In Japan, incense and candles are burnt as offerings to the deceased, and Kameyama Rosoku specializes in just those products.

“Honestly, we want to eat the real thing.
But only the deceased can eat these.”

Bus company Engan Bus pitched in as well. They have a bunch of cute female mascots, but at some point made an odd decision to change that. Now they can look back on that time and laugh at themselves.

“When we changed our icon to an egg for
two months, our Twitter followers dropped by 800.”

Ellen Baker is the fictional English teacher featured in the New Horizon series of English textbooks. She stirred up quite a controversy when she first debuted, resulting in lewd images and products popping up online and the company having to reassert their control over the character.

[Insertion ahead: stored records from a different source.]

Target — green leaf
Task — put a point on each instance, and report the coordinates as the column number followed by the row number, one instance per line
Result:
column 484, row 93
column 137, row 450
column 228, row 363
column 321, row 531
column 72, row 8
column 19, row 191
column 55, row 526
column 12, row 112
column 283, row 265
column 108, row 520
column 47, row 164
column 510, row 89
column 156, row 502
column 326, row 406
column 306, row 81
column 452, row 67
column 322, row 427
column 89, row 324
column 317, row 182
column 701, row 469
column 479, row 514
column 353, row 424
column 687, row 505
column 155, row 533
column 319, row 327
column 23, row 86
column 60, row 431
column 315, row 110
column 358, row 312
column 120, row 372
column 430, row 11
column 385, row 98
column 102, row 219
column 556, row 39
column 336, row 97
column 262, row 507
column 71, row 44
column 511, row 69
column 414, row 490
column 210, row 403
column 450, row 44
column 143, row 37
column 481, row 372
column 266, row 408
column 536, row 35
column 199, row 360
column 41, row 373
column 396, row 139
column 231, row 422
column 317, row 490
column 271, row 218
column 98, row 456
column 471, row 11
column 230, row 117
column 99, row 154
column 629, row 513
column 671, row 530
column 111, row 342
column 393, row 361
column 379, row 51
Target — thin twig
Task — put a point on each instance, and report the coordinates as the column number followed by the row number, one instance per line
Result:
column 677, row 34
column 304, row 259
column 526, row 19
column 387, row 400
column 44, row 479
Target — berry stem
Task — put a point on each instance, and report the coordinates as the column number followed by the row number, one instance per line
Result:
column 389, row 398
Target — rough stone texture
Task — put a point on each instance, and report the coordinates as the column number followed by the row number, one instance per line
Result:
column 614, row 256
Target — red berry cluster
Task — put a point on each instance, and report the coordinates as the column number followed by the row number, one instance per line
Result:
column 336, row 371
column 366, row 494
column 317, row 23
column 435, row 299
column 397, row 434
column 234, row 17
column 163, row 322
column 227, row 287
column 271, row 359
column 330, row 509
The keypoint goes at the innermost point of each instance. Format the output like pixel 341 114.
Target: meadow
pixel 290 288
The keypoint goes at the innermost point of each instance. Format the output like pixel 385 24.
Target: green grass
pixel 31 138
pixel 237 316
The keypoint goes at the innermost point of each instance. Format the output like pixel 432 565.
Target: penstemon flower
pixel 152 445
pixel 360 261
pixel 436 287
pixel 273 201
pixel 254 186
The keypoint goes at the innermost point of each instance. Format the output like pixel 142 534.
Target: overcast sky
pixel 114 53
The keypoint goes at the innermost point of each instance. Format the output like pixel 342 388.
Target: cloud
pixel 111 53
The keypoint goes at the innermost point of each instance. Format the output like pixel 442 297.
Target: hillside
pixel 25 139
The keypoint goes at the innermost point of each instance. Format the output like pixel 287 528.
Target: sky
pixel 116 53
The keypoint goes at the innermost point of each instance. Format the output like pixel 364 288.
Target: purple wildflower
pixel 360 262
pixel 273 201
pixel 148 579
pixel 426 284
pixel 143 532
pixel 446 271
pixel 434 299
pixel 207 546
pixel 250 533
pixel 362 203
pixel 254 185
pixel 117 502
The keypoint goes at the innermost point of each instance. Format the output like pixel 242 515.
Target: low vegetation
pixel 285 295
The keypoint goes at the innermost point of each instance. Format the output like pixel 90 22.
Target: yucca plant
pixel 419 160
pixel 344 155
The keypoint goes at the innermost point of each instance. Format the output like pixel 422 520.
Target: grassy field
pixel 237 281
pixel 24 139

But now, almost a year later, all of that is in the past. The stationery company Eight Station that’s in charge of producing the recently-announced Ellen Baker calendar posted this, showing Ellen-sensei taking all of her controversy in stride:

“I’m still in Japan.”
“I’m not going to expel anyone [for what they did].”
“No new drawings of me!.”

But then afterward they also tweeted this, the ultimate table turn, showing off New Horizon textbook student Deepa:

“We prefer the students to the teachers anyway.”

It takes some serious brand confidence to bash your own product in front of customers, but it can be a great marketing strategy if pulled off successfully. If all else fails though, I guess they can rely on the age-old beautiful women flirting with viewers.